Sainsbury’s says it expects to take a £500 million blow to annual profits thanks to costs associated with keeping staff and customers safe, and weaker demand for general merchandise, clothing and fuel.
High street and online retailer Next says it has been knocked by “a faster and more steeply than expected” economic contraction in March, which contributed to a 41 per cent fall in full-price sales for the period between January 26 and April 25.
However, bosses say that “even in our worst scenario…the mitigation we have put in place means the company can operate comfortably within its cash resources and will end the year with less net financial debt than at the end of last year.”

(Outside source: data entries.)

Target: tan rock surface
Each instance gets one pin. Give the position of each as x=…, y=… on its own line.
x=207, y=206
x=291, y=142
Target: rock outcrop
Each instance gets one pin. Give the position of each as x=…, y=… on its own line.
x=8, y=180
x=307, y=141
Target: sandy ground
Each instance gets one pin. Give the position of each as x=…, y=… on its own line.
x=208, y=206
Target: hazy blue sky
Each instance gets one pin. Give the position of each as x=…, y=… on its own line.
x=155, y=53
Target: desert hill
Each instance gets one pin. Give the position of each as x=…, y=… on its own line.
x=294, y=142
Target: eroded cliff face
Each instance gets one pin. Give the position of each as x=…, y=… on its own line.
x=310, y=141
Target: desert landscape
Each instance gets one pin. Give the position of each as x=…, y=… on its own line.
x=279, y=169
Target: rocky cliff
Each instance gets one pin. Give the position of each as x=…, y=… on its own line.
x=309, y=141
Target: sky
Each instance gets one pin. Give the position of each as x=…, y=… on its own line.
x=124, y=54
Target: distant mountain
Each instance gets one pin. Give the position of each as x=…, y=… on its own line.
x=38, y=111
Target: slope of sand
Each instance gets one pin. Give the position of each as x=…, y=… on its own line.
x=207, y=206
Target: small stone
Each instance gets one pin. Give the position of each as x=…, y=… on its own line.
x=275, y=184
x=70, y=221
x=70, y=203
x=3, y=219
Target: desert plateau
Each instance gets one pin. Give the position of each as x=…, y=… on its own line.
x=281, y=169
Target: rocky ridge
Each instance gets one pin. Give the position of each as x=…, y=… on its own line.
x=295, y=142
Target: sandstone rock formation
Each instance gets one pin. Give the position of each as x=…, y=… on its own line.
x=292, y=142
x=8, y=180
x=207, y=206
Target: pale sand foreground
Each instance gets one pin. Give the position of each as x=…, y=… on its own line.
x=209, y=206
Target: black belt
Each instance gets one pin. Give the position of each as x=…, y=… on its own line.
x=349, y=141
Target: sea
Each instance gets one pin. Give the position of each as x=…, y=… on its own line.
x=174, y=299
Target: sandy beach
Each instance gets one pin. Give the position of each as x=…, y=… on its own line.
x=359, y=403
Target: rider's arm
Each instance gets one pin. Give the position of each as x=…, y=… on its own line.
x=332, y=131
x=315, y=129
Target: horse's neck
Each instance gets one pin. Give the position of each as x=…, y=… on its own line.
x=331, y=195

In the banking sector, Lloyds endured a 95 per cent fall in profits during its first quarter to March 31, with the figure tumbling to £74 million from the £1.6 billion recorded in the same period a year ago.
The lender has set aside £1.43 billion to cover the expected slump caused by the coronavirus pandemic.
Rival HSBC saw reported pre-tax profit drop 48 per cent in its first quarter to around £2.5 billion after COVID-19’s impact was augmented by weakening oil prices.
Reported revenue was also down five per cent as a result of adverse market impacts in life insurance manufacturing and adverse valuation adjustments in global banking and markets.
Speaking about coronavirus’ effect on operations, Mike Coupe, Sainsbury’s chief executive, said: “The last few weeks have been an extraordinary time for our business.
“This is an unsettling time for everyone, but I am incredibly proud of the way the business has responded, continually adapting and responding to customer feedback.
“We will continue to work hard to provide food and other essential products to households across the UK and Ireland who are adapting to a new way of living.”
Reacting to Lloyds’ financial update, António Horta-Osório, group chief executive, said: “The economic outlook is clearly challenging with the longer-term outcome dependent on the severity and length of the pandemic and the mitigating impact of Government and other measures in the UK and across the world.
“Throughout this period of uncertainty we will continue to work closely with the Government, regulators and other authorities and use the strength of our balance sheet and business model to ensure that we play our part in supporting our customers and the UK economy.”